Ampliación de la UE: ¿una oportunidad de luchar contra la discriminación de los gitanos?

El debate sobre la violación de los derechos humanos contra la minoría étnica romaní ha cobrado un nuevo impulso en los últimos tiempos con la inminente adhesión de ocho países de Europa central y oriental a la Unión Europea (UE), ya que varios de ellos cuentan con grupos sustanciales de población de etnia gitana. El nuevo estudio de la OIT y el PNUD representa un primer intento sólido de ofrecer una visión sistemática y comparable de los diversos aspectos de la vida de los gitanos en esta región.

GINEBRA - Una reciente sucesión de acciones legales concernientes a familias gitanas de Europa central y oriental han puesto de relieve la discriminación contra este colectivo. Actualmente, parece que la adhesión de los Estados de esta región a la UE puede suponer un enorme avance en materia de derechos humanos para los gitanos que desean disfrutar de los mismos derechos que el resto de ciudadanos de la Unión.

'El debate sobre la cuestión de los gitanos se encuentra gravemente lastrado y dominado por las opiniones arraigadas en todas las partes interesadas, pero es evidente que la población romaní en Europa central y oriental han sido los principales perdedores del proceso de transición a la economía de mercado', señala Niall O'Higgins, antiguo experto de la OIT y coautor del informe. 'Las tasas de desempleo de la población gitana, con arreglo a la definición de la OIT, son de dos veces y media a cuatro veces superiores a las que registran las poblaciones mayoritarias.'

En cualquier caso, la recogida sistemática de información sobre este grupo es relativamente infrecuente.
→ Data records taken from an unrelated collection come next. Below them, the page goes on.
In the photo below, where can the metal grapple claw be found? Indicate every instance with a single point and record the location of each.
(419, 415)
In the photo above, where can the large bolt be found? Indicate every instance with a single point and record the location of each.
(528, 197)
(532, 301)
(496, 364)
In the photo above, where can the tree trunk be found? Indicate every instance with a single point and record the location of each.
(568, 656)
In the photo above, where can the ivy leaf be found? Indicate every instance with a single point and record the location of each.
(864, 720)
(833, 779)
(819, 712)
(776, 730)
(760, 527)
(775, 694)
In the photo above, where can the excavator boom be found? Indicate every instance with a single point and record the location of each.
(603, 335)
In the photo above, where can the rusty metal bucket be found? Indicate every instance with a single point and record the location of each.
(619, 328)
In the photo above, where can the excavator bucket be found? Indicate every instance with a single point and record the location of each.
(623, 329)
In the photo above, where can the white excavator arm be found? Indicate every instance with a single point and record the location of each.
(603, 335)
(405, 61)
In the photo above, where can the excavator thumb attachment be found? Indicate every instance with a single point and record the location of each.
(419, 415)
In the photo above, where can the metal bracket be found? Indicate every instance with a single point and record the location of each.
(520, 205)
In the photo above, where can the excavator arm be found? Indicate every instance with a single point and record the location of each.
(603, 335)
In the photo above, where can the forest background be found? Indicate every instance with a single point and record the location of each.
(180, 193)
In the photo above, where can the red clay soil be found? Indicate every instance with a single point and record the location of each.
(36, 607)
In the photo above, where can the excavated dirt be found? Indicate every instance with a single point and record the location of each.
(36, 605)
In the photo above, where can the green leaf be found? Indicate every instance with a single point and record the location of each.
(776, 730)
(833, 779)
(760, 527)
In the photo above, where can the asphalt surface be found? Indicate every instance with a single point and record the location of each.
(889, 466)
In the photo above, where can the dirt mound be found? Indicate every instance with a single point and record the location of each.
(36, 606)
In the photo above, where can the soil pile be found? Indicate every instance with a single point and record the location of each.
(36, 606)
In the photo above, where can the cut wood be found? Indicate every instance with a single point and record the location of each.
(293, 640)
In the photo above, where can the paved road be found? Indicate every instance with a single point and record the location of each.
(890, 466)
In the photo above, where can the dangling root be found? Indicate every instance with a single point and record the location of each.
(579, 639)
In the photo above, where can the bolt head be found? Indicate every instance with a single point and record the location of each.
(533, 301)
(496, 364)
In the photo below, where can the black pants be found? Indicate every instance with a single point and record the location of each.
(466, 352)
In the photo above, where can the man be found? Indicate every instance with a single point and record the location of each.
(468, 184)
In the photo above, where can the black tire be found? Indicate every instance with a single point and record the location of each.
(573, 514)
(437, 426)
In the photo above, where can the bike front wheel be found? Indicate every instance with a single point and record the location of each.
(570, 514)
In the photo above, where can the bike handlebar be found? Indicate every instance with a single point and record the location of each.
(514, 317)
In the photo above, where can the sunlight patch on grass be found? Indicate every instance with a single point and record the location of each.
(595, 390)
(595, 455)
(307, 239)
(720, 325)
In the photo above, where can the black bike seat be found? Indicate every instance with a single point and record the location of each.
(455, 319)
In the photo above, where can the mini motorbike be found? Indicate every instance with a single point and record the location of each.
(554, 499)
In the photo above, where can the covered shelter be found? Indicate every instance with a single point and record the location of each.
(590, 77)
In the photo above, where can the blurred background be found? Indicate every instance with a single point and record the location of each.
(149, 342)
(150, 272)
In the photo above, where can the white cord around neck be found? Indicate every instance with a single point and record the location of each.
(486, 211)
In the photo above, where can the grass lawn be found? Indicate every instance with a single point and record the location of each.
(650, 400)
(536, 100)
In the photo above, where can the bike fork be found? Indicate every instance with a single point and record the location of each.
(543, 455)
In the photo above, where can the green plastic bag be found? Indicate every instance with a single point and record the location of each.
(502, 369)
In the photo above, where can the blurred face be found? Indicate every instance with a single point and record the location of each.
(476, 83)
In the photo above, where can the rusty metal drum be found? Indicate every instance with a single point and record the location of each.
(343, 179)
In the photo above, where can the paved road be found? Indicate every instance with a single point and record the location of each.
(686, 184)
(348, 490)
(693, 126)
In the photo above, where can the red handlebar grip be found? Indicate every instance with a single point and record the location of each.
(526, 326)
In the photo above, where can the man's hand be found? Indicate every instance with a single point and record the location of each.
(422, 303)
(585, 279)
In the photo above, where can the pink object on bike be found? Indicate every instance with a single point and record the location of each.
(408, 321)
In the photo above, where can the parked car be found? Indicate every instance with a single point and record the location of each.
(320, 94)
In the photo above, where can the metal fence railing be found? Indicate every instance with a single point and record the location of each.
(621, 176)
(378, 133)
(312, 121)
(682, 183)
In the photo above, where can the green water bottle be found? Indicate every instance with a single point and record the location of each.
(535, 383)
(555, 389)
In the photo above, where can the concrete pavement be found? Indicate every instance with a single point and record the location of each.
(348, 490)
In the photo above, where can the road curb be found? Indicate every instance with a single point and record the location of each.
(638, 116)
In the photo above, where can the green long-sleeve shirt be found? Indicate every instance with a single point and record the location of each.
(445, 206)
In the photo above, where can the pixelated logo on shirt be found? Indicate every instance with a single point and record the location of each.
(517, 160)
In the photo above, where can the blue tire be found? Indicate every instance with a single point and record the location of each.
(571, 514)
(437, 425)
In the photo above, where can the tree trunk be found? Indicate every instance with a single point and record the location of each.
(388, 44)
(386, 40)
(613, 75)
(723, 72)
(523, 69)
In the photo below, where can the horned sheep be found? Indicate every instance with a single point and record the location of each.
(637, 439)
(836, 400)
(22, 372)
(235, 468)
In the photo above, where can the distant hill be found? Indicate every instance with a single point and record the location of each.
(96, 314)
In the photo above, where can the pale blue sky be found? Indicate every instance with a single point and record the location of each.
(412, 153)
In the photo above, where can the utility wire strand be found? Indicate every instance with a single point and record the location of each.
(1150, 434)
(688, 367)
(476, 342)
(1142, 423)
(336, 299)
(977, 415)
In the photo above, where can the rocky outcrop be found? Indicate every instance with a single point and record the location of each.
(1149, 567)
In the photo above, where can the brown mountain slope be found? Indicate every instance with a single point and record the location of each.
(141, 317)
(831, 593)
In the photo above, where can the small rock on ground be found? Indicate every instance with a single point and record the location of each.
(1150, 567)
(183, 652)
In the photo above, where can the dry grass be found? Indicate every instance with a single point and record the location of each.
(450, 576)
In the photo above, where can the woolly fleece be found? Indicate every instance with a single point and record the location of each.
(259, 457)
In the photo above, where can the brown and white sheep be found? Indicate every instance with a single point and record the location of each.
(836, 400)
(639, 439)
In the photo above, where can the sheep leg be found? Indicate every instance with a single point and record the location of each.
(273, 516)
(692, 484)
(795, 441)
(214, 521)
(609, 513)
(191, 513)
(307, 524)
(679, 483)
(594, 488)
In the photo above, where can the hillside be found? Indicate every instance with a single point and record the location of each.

Un reciente Informe sobre el desarrollo humano regional del PNUD denominado 'Avoiding the Dependency Trap' (Eludir la trampa de la dependencia), basado en una encuesta de la OIT y el PNUD realizada entre las familias gitanas de cinco países de la región (Bulgaria, Eslovaquia, Hungría, República Checa y Rumania) con minorías romaníes sustanciales (del 5 al 10% de la población), avanza en cierta medida en la corrección de esta laguna de información.

En la encuesta de la OIT y el PNUD se confirma la posición de los gitanos entre los grupos más desfavorecidos en estos países. Resulta igualmente preocupante, sobre todo a la luz del objetivo de la OIT de promover el trabajo decente, el elevado nivel de participación de los gitanos en el sector no estructurado, derivada de las dificultades de este colectivo para acceder al mercado de trabajo regulado. En el informe se refiere el índice de desarrollo humano de los gitanos en Rumania, cuyo resultado les coloca a la par con la situación de países relativamente pobres en África como Swazilandia o Zimbabwe.

En el informe se señala claramente a la optimización del acceso al trabajo decente como elemento primordial de una estrategia encaminada a mejorar la situación de los gitanos en Europa central y oriental. Se pone de manifiesto además el papel esencial que debe desempeñar la educación en tal estrategia. En el estudio de la OIT y el PNUD se muestra la importancia de los niveles educativos para determinar las tasas de desempleo, ya que la probabilidad de que aquéllos que no completaron su educación primaria se encuentren desempleados casi duplica a la de los que culminaron la enseñanza secundaria. Esta disparidad plantea la cuestión de la necesidad de mejorar el acceso de los niños gitanos a una educación de buena calidad y de adaptar los sistemas docentes para hacer posible su integración.

En el informe se concluye que los países objeto del estudio han avanzado enormemente en la eliminación de las fuentes de discriminación directa identificadas en el Convenio relativo a la discriminación en materia de empleo y ocupación (núm. 111) de la OIT, pero que queda mucho por hacer en lo que se refiere a dotar a la minoría gitana de medios de actuación equitativos para su acceso al trabajo decente.